Doubly nonlinear Schrödinger normalized ground states on 2D grids: existence results and singular limits
Daniele Barbera, Filippo Boni, Simone Dovetta, Lorenzo Tentarelli
TL;DR
This work establishes existence and asymptotic convergence results for normalized ground states of a doubly nonlinear Schrödinger energy on 2D grids with both standard and concentrated nonlinearities. By developing an extension framework from grid to plane and leveraging grid-Gagliardo–Nirenberg inequalities, it proves ground-state existence in finite and periodic vertex configurations and derives sharp singular limits as the grid spacing vanishes. In the $\mathbb{Z}^2$-periodic case, the grid problem converges to the classical 2D plane problem with two bulk nonlinearities, while in the $\mathbb{Z}$-periodic case the limit reduces to line- or strip-concentrated nonlinearities, including singular delta-type conditions along a line. The results provide a rigorous bridge between nonlinear Schrödinger equations on metric graphs and their high-dimensional Euclidean limits, offering precise energy convergence and strong $H^1$-type convergence for ground states.
Abstract
We investigate the existence and the singular limit of normalized ground states for focusing doubly nonlinear Schrödinger equations with both standard and concentrated nonlinearities on two-dimensional square grids. First, we provide existence and non-existence results for such ground states depending on the values of the nonlinearity powers and on the structure of the set of vertices where the concentrated nonlinearities are located.
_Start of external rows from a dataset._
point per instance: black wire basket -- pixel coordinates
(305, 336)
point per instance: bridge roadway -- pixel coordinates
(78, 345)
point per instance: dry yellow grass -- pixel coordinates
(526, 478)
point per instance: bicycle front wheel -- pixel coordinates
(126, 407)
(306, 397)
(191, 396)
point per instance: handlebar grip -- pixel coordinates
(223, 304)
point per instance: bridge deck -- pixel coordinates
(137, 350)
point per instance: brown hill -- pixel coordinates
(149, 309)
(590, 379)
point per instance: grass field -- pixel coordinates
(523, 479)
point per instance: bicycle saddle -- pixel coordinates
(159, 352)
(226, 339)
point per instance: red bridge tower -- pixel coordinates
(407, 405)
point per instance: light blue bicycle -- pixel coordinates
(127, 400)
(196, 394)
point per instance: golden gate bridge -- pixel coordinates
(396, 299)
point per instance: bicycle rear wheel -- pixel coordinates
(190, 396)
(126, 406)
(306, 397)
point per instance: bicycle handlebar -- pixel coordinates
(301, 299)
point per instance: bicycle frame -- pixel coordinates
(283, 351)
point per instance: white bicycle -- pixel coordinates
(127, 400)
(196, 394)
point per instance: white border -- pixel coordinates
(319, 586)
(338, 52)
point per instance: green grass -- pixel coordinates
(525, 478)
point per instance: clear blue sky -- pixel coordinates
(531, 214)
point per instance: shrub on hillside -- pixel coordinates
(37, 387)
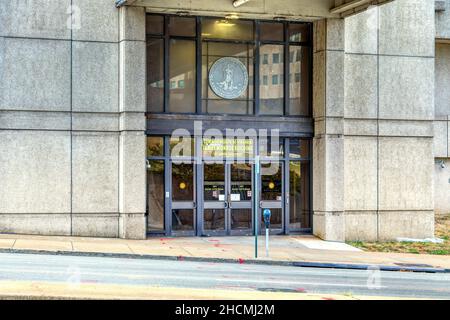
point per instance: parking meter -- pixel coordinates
(267, 215)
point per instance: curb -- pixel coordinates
(302, 264)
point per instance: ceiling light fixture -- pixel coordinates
(238, 3)
(232, 16)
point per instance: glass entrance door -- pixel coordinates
(271, 196)
(183, 199)
(227, 196)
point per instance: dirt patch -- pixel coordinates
(442, 228)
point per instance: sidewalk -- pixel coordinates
(284, 250)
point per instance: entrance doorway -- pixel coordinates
(227, 196)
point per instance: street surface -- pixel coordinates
(72, 271)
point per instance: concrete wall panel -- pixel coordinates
(407, 224)
(443, 22)
(34, 74)
(31, 120)
(360, 173)
(361, 32)
(35, 18)
(98, 225)
(95, 77)
(441, 139)
(361, 86)
(406, 174)
(406, 88)
(361, 226)
(34, 172)
(442, 186)
(99, 21)
(443, 80)
(95, 173)
(37, 224)
(407, 28)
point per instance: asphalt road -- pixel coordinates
(203, 275)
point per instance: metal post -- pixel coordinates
(256, 205)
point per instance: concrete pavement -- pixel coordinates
(39, 276)
(283, 250)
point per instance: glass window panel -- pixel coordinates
(271, 181)
(155, 146)
(182, 147)
(182, 26)
(155, 196)
(276, 219)
(241, 219)
(155, 75)
(299, 148)
(268, 148)
(272, 31)
(214, 182)
(182, 182)
(182, 220)
(241, 181)
(228, 148)
(211, 102)
(299, 87)
(272, 95)
(214, 219)
(182, 68)
(299, 32)
(213, 28)
(299, 205)
(154, 24)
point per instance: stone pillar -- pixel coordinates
(389, 108)
(328, 150)
(132, 105)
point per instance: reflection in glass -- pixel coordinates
(241, 182)
(214, 219)
(182, 147)
(182, 220)
(299, 148)
(212, 51)
(269, 148)
(182, 71)
(241, 219)
(272, 31)
(155, 75)
(220, 149)
(276, 219)
(155, 146)
(272, 94)
(299, 84)
(182, 182)
(214, 182)
(213, 28)
(182, 26)
(154, 24)
(155, 196)
(271, 181)
(299, 210)
(298, 32)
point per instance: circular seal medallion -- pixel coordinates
(228, 78)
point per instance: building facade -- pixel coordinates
(190, 118)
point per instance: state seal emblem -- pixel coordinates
(228, 78)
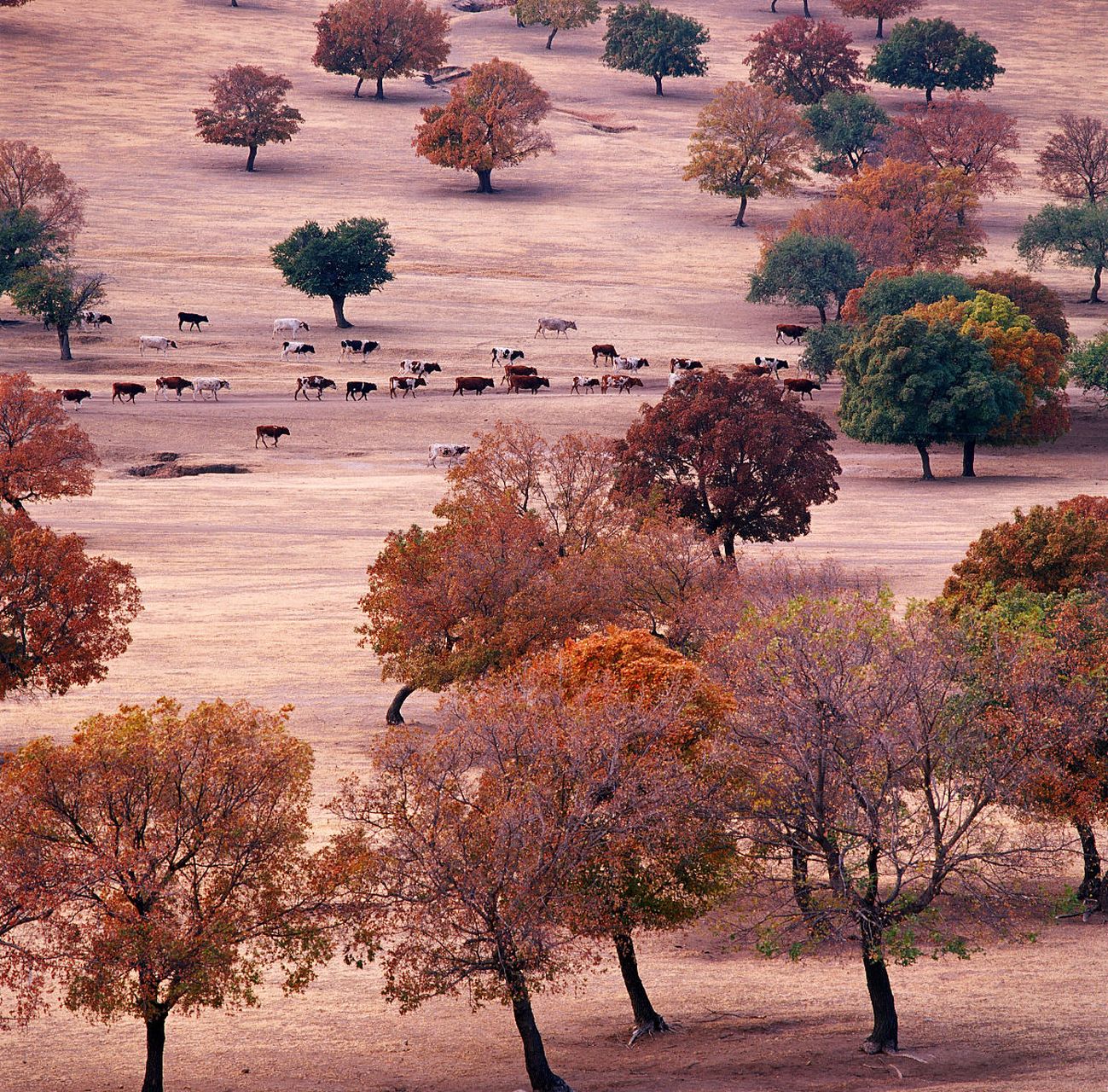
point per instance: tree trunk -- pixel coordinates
(393, 715)
(1090, 881)
(337, 304)
(155, 1052)
(647, 1019)
(925, 459)
(968, 449)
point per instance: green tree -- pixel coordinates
(848, 128)
(907, 381)
(807, 270)
(930, 54)
(1077, 235)
(351, 258)
(654, 41)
Second, we prove that suitable piecewise-affine extensions of such states converge strongly in $H^1(\R^2)$ to ground states of corresponding doubly nonlinear models defined on the whole plane as the length of the edges in the grid tends to zero. This convergence is proved both for limit models with standard nonlinearities only and for models combining standard and singular nonlinearities concentrated on a line or on a strip.